American artist (born 1936)

Glenn Valentin Vilppu (born August 9, 1936) is an American fine artist, draftsman, painter and art instructor. Vilppu is internationally known for teaching and training professionals in the animation industry. He has worked as a layout artist on numerous animated feature films and television shows with Walt Disney Animation Studios, Marvel Productions and Warner Bros. Animation. His books and videos are used by universities, art schools and independent students around the world.

Glenn Vilppu was born in 1936 in Hancock, Michigan though he spent his childhood in Finland, learning Finnish as his first language. He is of Finnish descent.
Through his education in fine arts and his career in the American animation industry, he has developed a constructive approach of classical art while employing the movement of animation.
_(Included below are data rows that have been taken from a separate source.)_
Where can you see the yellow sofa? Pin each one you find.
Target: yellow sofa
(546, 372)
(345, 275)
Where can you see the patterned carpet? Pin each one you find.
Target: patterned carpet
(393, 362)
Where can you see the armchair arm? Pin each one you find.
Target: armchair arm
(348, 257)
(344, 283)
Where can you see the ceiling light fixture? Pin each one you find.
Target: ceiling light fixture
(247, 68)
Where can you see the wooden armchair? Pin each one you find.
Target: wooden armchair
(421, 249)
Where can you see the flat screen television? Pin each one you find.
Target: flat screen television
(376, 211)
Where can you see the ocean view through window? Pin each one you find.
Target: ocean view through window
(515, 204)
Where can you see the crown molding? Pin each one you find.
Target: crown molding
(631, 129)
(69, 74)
In his more than 50 years of teaching he has focused on the logical and practical application of drawing. Glenn often cites his motto teaching visual communication to his students: “There are no rules, just tools.”

He has established the Vilppu Academy Online Art School as an international resource for students wishing to improve their drawing skills remotely. Vilppu’s approach to teaching drawing has become the standard for professional artists, used by numerous teachers and applied by tens of thousands of students.

Vilppu earned BFA and MFA Degrees in Fine Art at Art Center College of Design in Pasadena where he was an instructor for thirteen years. From there he started and operated his own school for five years teaching all subjects related to art.
At the age of 40, Vilppu brought his approach to traditional figure drawing and composition to the animation industry, working for more than twenty years on feature film and television productions at Disney, Warner Bros. and Marvel Productions. He taught artists at these studios as well as at many game and special effects studios.

His draftsmanship was used as reference and teaching points by Walt Stanchfield who gave weekly classes and lectures at the Disney studio. These notes are referenced and published in Stanchfield's books: Drawn to Life: 20 Golden Years of Disney Master Classes.

He is the author of numerous books, including The Vilppu Drawing Manual. His drawing methods are regarded as the standard for professional artists. His approach has been applied by thousands of artists, animators and art professionals worldwide.
Vilppu has taught annual workshops at Ringling College of Art and Design for well over a decade as well as sketching tours and workshops in Europe for the past twenty years. His annual tours, seminars and workshops extend throughout Europe, the Americas and Asia.

Glenn Vilppu is a founding member and contributing artist at New Masters Academy.